The action is an integer representing the direction to slide the tiles:

| Direction | Action |

|-----------|--------|

| 0         | UP     |

| 1         | RIGHT  |

| 2         | DOWN   |

| 3         | LEFT   |

### Observation Space

The observation is a 3D `ndarray` encoding the board state. It is encoded into 16 channels, where each channel is a 4x4

binary image.

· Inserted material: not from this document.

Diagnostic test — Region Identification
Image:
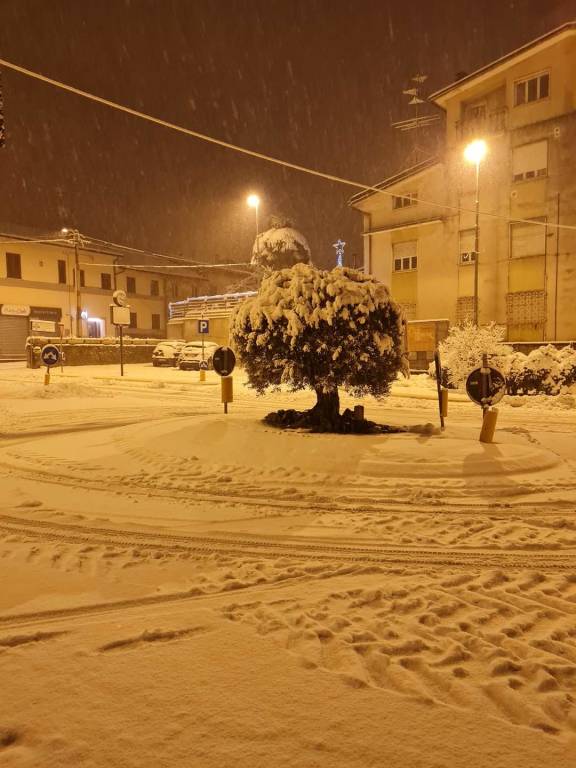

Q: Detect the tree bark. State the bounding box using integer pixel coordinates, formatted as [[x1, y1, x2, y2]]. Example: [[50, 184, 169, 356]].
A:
[[310, 387, 340, 427]]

The i-th channel marks each cell of the game position that contains the i-th tile as 1, and 0 otherwise.

Each channel represents the positions of empty cells, 2-tiles, 4-tiles, ... , and 32768-tiles, respectively.

![Observation](./figures/observation.png)

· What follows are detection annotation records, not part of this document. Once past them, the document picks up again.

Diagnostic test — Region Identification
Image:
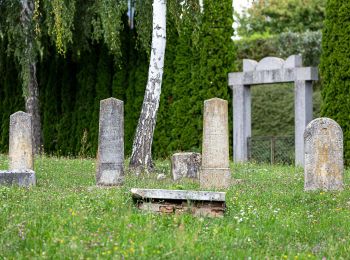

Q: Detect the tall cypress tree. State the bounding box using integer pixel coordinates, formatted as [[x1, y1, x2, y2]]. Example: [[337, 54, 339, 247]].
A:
[[320, 0, 350, 164]]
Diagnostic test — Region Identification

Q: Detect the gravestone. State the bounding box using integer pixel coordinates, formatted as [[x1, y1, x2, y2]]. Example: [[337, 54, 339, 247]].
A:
[[0, 111, 36, 187], [9, 111, 34, 170], [171, 152, 201, 181], [96, 98, 124, 186], [200, 98, 231, 188], [304, 118, 344, 191]]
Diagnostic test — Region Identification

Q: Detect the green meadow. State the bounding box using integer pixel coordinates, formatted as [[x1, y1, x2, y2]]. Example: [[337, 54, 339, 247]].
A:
[[0, 155, 350, 259]]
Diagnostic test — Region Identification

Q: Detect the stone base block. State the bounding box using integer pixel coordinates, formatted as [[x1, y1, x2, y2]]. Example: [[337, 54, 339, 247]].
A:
[[171, 152, 202, 181], [199, 168, 231, 189], [0, 170, 36, 187], [96, 163, 124, 186], [131, 188, 226, 217]]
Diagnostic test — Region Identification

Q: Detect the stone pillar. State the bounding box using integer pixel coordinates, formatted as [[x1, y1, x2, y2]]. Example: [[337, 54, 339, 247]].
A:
[[9, 111, 34, 171], [304, 118, 344, 191], [232, 85, 251, 162], [200, 98, 231, 188], [96, 98, 124, 186], [294, 81, 312, 166]]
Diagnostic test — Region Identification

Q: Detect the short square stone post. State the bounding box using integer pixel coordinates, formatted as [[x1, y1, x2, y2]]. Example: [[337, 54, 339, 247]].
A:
[[304, 117, 344, 191], [9, 111, 34, 170], [96, 98, 124, 186], [294, 81, 312, 166], [200, 98, 231, 188], [171, 152, 202, 181]]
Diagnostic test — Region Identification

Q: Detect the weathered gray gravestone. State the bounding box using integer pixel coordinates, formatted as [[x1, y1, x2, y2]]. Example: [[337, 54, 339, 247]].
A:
[[171, 152, 201, 181], [304, 118, 344, 191], [200, 98, 231, 188], [0, 111, 36, 187], [9, 111, 34, 170], [96, 98, 124, 186]]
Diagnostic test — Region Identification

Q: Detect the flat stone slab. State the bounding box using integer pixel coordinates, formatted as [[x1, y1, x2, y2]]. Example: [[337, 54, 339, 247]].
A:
[[131, 188, 226, 202], [131, 188, 226, 217], [0, 170, 36, 187]]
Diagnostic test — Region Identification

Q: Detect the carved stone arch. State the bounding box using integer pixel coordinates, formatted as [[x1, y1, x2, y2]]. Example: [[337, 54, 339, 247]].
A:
[[228, 55, 318, 166]]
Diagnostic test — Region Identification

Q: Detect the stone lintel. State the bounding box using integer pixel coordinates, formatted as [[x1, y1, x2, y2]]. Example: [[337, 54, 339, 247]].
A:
[[228, 67, 318, 87], [131, 188, 226, 202], [0, 170, 36, 187]]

This representation is mostly used for deep convolutional neural networks (DCNN).

### Rewards

At each step, for each tile merge, the player gains a reward

equal to the value of the new tile.

The total reward, corresponding to the game score, is the

sum of rewards obtained throughout the game.

### Starting State

The game starts with two randomly generated tiles. A 2-tile can be generated with probability 0.9 and a 4-tile with

probability 0.1.

### Episode End

The episode ends if there are no legal moves, i.e., all squares are occupied and there are no two adjacent tiles sharing

the same value.

### Arguments

- `size`: the size of the game board. The default value is 4.

- `max_pow`: the maximum power of 2 allowed. The default value is 16.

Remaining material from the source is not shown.